Effective visual communication (EVC) is a core competency for all scientists who work with data, such as statisticians, pharmacometricians, epidemiologists, data scientists, etc. By using the right graphical principles, we can better understand data, highlight core insights, and influence decisions toward appropriate actions. Without them, we can mislead others and ourselves and pave the way to wrong conclusions and actions.
The aim of this course is to provide a deep dive into EVC for quantitative scientists through a series of case studies and hands-on exercises, focusing on the key principles of Purpose, Clarity and Message. Illustrative examples will be drawn from medical research, but the course is designed to be general for all quantitative experts communicating data, analyses, and conclusions. The course will help put the three EVC principles into practice through active learning, with the tutors acting as facilitators. Hands-on exercises will allow participants to work on problems relevant to their own projects. The course will be hands-on and fun, with lots of drawing and interaction.
The course requires no prior knowledge. We will recommend the participants (but not mandatory) to
• Watch the 4 minute EVC video
• Become familiar with the Graphics Principles Cheat sheet
• Read the EVC Tutorial
All available here: https://graphicsprinciples.github.io/
Also recommended is to select (and ideally print) a graph from one of their current or previous projects that they will want to work on improving during the hands-on sessions.Learning Objectives
• Appreciate why effective visual communication (EVC) is a key competency for the quantitative scientist.
• Explain the three principles of EVC (purpose, clarity and message).
• Design a visualization based on a specific purpose.
• Redesign a visualization to show data clearly.
• Enhance the message of a visualization.

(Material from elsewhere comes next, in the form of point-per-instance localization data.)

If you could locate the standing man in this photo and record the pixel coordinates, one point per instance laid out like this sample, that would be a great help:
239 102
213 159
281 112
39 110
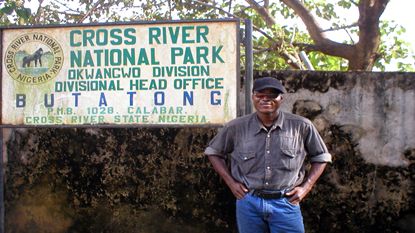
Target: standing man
266 151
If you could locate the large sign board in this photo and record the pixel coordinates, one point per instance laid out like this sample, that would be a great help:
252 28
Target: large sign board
160 73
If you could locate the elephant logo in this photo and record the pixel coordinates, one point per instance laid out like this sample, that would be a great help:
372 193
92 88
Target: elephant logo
37 56
34 58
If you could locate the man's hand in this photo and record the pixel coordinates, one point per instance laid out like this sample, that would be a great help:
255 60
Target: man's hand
298 193
238 189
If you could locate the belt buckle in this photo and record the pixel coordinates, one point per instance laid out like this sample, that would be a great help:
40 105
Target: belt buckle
269 195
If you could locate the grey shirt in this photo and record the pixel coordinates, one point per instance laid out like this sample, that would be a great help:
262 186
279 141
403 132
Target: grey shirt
271 160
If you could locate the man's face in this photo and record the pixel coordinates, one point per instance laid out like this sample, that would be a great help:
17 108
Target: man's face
267 100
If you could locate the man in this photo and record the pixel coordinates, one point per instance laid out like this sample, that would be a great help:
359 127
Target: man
266 151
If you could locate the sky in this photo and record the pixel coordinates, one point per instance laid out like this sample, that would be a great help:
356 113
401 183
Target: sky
400 11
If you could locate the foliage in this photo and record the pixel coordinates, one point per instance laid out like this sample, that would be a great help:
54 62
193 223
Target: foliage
14 11
276 46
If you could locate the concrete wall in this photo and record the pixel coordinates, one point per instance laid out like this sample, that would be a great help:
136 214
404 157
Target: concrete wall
158 180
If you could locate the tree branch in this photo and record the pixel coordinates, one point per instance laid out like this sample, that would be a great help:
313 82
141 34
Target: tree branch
90 11
322 43
215 7
340 28
269 20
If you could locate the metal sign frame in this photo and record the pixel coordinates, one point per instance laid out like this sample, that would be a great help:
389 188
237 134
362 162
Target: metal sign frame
245 37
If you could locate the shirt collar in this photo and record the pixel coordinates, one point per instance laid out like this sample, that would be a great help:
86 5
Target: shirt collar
277 123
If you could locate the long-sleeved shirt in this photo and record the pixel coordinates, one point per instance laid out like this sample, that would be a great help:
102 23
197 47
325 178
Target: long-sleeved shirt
269 159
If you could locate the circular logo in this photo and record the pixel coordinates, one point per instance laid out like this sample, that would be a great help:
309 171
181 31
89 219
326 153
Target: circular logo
34 58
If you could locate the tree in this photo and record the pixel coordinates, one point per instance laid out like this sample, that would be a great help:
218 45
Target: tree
278 43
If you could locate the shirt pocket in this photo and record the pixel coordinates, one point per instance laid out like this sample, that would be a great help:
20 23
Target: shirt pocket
246 161
288 153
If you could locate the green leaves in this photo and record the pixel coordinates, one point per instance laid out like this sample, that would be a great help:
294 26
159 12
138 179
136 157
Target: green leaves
14 11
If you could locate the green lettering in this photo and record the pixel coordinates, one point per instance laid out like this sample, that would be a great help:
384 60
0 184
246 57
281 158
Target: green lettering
202 53
215 54
186 34
201 32
154 34
188 56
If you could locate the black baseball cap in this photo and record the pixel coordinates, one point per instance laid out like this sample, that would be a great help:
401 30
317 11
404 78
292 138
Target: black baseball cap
268 82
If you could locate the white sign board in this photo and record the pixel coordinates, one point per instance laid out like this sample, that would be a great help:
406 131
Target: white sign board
170 73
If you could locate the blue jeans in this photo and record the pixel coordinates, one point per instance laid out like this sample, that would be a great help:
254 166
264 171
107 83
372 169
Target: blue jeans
258 215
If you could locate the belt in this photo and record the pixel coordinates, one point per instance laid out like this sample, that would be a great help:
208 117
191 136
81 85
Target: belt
267 194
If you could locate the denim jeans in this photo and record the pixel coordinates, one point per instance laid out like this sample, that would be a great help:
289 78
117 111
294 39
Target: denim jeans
258 215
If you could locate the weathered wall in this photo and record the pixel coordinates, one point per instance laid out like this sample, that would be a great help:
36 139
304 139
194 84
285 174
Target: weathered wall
157 180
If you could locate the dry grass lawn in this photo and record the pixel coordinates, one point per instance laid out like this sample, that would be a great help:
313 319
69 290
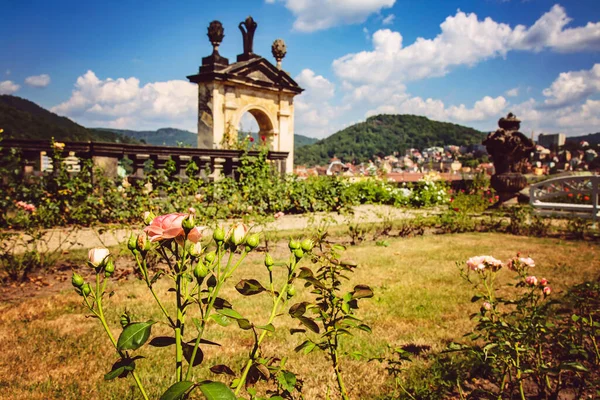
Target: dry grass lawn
51 350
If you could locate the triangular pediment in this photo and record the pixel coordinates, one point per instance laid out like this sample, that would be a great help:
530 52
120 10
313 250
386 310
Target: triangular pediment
261 71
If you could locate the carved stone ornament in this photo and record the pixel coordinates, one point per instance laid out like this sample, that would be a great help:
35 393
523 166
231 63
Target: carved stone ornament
248 34
279 50
510 150
215 34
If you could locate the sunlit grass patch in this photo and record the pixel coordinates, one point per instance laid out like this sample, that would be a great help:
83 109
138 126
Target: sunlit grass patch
50 350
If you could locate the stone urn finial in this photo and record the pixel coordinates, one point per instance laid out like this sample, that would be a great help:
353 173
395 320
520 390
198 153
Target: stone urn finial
247 27
215 34
279 51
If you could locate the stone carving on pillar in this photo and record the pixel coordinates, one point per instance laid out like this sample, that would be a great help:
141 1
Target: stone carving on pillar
215 34
214 62
509 149
247 27
279 50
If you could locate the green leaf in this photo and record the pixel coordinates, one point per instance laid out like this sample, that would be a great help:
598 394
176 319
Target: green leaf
249 287
362 291
216 391
268 327
134 335
162 341
177 390
287 380
298 309
120 369
309 323
222 369
228 312
305 273
220 319
188 349
244 324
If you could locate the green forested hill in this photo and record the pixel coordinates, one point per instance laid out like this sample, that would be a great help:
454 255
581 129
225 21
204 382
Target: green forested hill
159 137
23 119
383 135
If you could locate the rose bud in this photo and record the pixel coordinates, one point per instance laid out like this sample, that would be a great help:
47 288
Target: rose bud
148 217
77 280
294 244
531 280
252 241
237 234
200 271
86 289
547 290
143 244
210 257
307 245
97 257
132 242
219 235
291 291
269 262
299 253
109 269
196 249
124 320
188 223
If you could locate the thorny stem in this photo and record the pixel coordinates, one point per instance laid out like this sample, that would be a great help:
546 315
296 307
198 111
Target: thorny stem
254 352
100 314
144 269
226 274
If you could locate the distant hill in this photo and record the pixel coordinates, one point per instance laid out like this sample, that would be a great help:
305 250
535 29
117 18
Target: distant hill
178 137
384 134
161 137
301 141
591 138
23 119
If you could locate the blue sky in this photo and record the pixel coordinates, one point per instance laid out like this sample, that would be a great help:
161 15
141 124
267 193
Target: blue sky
123 63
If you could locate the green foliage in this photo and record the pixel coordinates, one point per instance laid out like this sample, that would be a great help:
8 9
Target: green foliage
384 134
331 313
527 347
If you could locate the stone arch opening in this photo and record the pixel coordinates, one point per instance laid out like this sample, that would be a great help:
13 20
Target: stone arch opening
258 124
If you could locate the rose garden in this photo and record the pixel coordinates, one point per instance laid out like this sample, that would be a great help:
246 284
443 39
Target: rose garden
182 282
207 298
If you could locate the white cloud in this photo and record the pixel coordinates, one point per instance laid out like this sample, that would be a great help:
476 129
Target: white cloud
482 110
124 103
388 20
464 40
317 87
314 15
315 116
38 81
573 86
8 87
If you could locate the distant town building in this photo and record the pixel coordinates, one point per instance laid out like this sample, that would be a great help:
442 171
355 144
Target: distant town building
552 141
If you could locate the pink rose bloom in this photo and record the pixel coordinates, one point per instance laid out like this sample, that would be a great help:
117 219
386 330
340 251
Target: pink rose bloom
168 226
547 290
480 263
527 261
531 280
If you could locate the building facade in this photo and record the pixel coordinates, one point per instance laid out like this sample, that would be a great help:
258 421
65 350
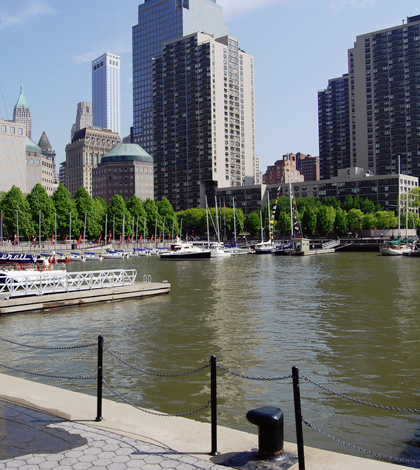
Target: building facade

• Recognize where to apply the three principles of effective visual communication in your daily work.Equipment Required
Participants should bring colored pencils & paper.About the Instructors
Mark Baille is a Director Data Scientist in the Advanced Methodology and Data Science group at Novartis. He is a methodologist supporting the clinical development and analytics department at Novartis. He has a focus on data visualization working on a number of internal and external initiatives to improve the reporting of clinical trials and observational studies.
Marc Vandemeulebroecke is a Global Group Head in Novartis’ Analytics department. He holds a PhD in mathematical statistics from the University of Magdeburg and an MSc in PKPD modeling & simulation from the University of Manchester. He received the Gustav-Adolf-Lienert award from the German Region of the International Biometric Society (IBS). Marc’s interests range from adaptive clinical trials to effective statistical graphics, statistical and machine learning, and developing effective teams of statisticians.
Mark and Marc are part of a team engaged in improving the practice of quantitative graphics through sharing and teaching. We have presented with RStudio and taught a short course with ASCPT (similar to the one we propose for IBC), and we are co-leading various related efforts internally at Novartis.